Getting infectious diseases during pregnancy can be the scariest thing. That’s why you need to commit to all kinds of prevention, which include taking vaccines during pregnancy.
Diseases like influenza, tetanus and diphtheria, just to name a few, can cause a wide range of unwanted complications later on.
Being vigilant with your pre pregnancy care would mean you would do anything to prevent all sorts of complications from taking place.
If you are confused, what kind of vaccines during pregnancy you should take, this article would enlighten you on that particular subject.
Influenza vaccine, one of the most important vaccines during pregnancy
As influenza virus can cause deadly complications especially to those at high risk, you need to take your influenza vaccine during pregnancy.

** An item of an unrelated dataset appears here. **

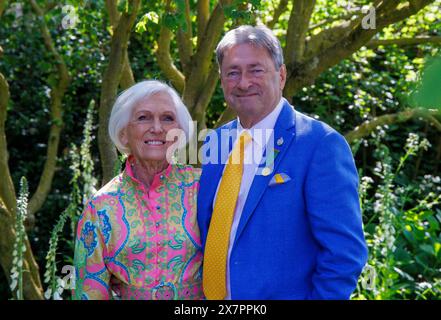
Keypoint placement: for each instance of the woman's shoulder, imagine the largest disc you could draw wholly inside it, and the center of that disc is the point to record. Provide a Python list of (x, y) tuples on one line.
[(110, 190)]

Those who are considered high risk are as follow:
- The elderly (age 65 years and above).
- Pregnant women.
- Small children.
- People with chronic diseases.
- People with compromised immune systems.
According to the Centers for Disease Control (CDC), all pregnant women should take influenza vaccine, especially when we are at the beginning of the seasons. This is typically by late of October.
Babies who are born from mothers who are vaccinated against influenza would be protected until they are 6 months old.
After that, they can get their own flu vaccine.
Looking at the benefits and risks, it is safe to conclude that influenza viruses should be one of the vaccines during pregnancy that should be taken by all expecting mothers.
Tetanus injection, still important
As tetanus can be caused by bacteria that can enter the body through a break of skin, no one can expect they are being infected.
This is a particularly dangerous feat especially those who are pregnant.
Those who are infected can have symptoms which are related to the nervous system such as muscle spasms and seizures.
That’s why tetanus vaccines are one of the most important vaccines during pregnancy to be taken by all women.
The adult tetanus vaccine comes in package with other 3 which are:
- Pertussis (whooping cough)
If you are not yet vaccinated, pregnant women are typically given when they are at the 27th to 36th week.
Just like influenza, it confers protection to the babies from one of the commonest respiratory illnesses, whooping cough.
Since whooping cause is quite contagious and can cause deadly consequences, put this vaccine on your “vaccines during pregnancy” list.
Other vaccines during pregnancy which are equally important
There are certain people who need a specific kind of vaccine when they are exposed to certain diseases.
If you are worried about it, consult your doctor for a detailed examination and medical education regarding other vaccines which you may require.
Some of them are:
- Hepatitis A vaccine: If you have been diagnosed with liver diseases or is exposed to the hepatitis A virus, you would want to get your hand on this vaccination. Unlike other Hepatitis B, this virus can be transmitted through foods and infected people’s faeces.
- Hepatitis B vaccine: Those who work in the healthcare industries, had multiple sex partners and have to go for a dialysis should take this as one of the vaccines during pregnancy. Hepatitis B virus can be transmitted through sexual contact, infected body fluid and hypodermic needles.
- Pneumococcal vaccine: It’s optional but if you have chronic diseases or any conditions which compromised your immune system, you need to consider taking this vaccine. The consequences of pneumococcal pneumonia can be deadly.
- Meningococcal vaccine: The progression of meningococcal disease can be rapid. Those who are infected can succumb within 24 to 48 hours. It’s not common but if you are worried, ask your healthcare providers regarding it being one of your vaccines during pregnancy.